- Dahkuyeh Location within Iran
- Coordinates: 27°51′16″N 54°25′26″E﻿ / ﻿27.85444°N 54.42389°E
- Country: Iran
- Province: Fars
- County: Larestan
- District: Central

Population (2016)
- • Total: 4,523
- Time zone: UTC+3:30 (IRST)

= Dehkuyeh =

City in Fars province, Iran

Dahkuyeh (دَهكويه) (Note: Also romanized as Dah Kooyeh, Dah Kūyeh, and Dahkūyeh; also known as Dahkūh) is a city in the Central District of Larestan County, (Note: Formerly Lar County) Fars province, Iran.
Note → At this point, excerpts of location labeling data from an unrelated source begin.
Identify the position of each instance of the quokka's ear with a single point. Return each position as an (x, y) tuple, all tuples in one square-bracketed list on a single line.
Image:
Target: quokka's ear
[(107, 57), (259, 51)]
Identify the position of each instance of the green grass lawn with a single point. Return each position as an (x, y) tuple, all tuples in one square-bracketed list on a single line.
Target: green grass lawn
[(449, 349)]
As a village, it was the capital of Dahkuyeh Rural District until its capital was transferred to the village of Kurdeh.

==Demographics==
===Population===
At the time of the 2006 National Census, Dehkuyeh's population was 3,560 in 803 households, when it was village in Dahkuyeh Rural District. The following census in 2011 counted 5,201 people in 1,154 households. The 2016 census measured the population of the village as 4,523 people in 1,307 households. It was the most populous village in its rural district.

In 2017, the village of Dehkuyeh was elevated to the status of a city.